Le fonds fiduciaire Bêkou permettra, le cas échéant, de financer des actions au titre des trois piliers du plan national de relèvement et de consolidation de la paix. Comme nous l’avons déjà précisé au point 14, à l’époque de la création du fonds, l’aide du FED se heurtait au problème de l’absence de programme indicatif national (PIN) pour la RCA. La DG DEVCO élabore actuellement un programme indicatif national dans le cadre du 11e FED. Celui-ci porte sur montant total de 382 millions d’euros, dont 208 millions d’euros de nouveaux fonds. Il pourrait également prévoir des interventions au titre de chacun des trois piliers. Une partie des fonds du programme indicatif national sera transférée au fonds fiduciaire Bêkou. Au total, 31 bailleurs de fonds de la RCA entendent financer au moins un des piliers du plan national de relèvement et de consolidation de la paix. En mars 2017, la répartition des tâches entre le fonds fiduciaire Bêkou, les autres instruments de l’UE et les autres donateurs en vue de la mise en œuvre de ce plan n’avait pas encore été définie en détail.

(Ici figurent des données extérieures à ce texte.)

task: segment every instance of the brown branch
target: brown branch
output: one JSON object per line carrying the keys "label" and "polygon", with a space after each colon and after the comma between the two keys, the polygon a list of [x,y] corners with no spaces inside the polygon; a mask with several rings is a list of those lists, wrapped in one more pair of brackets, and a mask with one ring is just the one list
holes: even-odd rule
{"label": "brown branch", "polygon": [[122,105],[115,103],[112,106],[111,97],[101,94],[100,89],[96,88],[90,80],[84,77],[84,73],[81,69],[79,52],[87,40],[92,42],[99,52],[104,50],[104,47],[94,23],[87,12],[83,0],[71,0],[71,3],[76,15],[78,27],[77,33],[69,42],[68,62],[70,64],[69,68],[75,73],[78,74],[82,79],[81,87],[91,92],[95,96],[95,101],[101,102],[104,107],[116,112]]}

La gestion du fonds fiduciaire Bêkou n’est pas encore optimale
28Nous avons examiné la gestion du fonds fiduciaire Bêkou sous trois angles: la coordination avec les autres donateurs et les autorités de la RCA; la transparence et la rapidité des procédures ainsi que le rapport coût-efficacité de la fourniture de l’aide; les mécanismes de suivi et d’évaluation.
Le fonds fiduciaire Bêkou n’a guère influé sur la coordination entre les parties prenantes
29L’expérience a montré que, dans les situations d’urgence et au sortir de celles-ci, la faiblesse des administrations locales et l’augmentation soudaine du nombre des donateurs peuvent entraîner une désorganisation et un morcellement de l’action de la communauté internationale, qui sont un obstacle à une contribution efficace et durable à la reconstruction d’un pays. Les fonds fiduciaires de l’UE ont été spécialement prévus pour de telles situations. Un fonds fiduciaire peut constituer une solution appropriée, puisqu’il est censé agir collectivement au nom de l’UE et des autres bailleurs de fonds22.
30Vu le grand nombre de donateurs et d’opérateurs en RCA, la coordination est particulièrement importante. Les fonds fiduciaires peuvent aussi constituer des plateformes utiles pour améliorer la coordination avec les projets financés indépendamment du fonds. Cela vaut principalement pour la coordination entre donateurs du fonds, mais aussi, éventuellement, pour la coordination sur une plus grande échelle avec les autres donateurs. Le fonds fiduciaire Bêkou devait constituer un mécanisme de coordination permettant à la communauté internationale de contribuer efficacement et de manière coordonnée à la stabilisation de la RCA23. En l’occurrence, l’idée était d’aller au delà de la coordination entre les États membres pour mettre en place une véritable organisation conjointe24 prévoyant, par exemple, la mise en commun aussi bien des ressources que des capacités d’analyse, de définition et de mise en œuvre des projets, des missions conjointes, ainsi que la création d’une unité spécifique chargée de coordonner l’action des donateurs et d’assurer la liaison avec les partenaires, ou encore de groupes de travail thématiques conjoints.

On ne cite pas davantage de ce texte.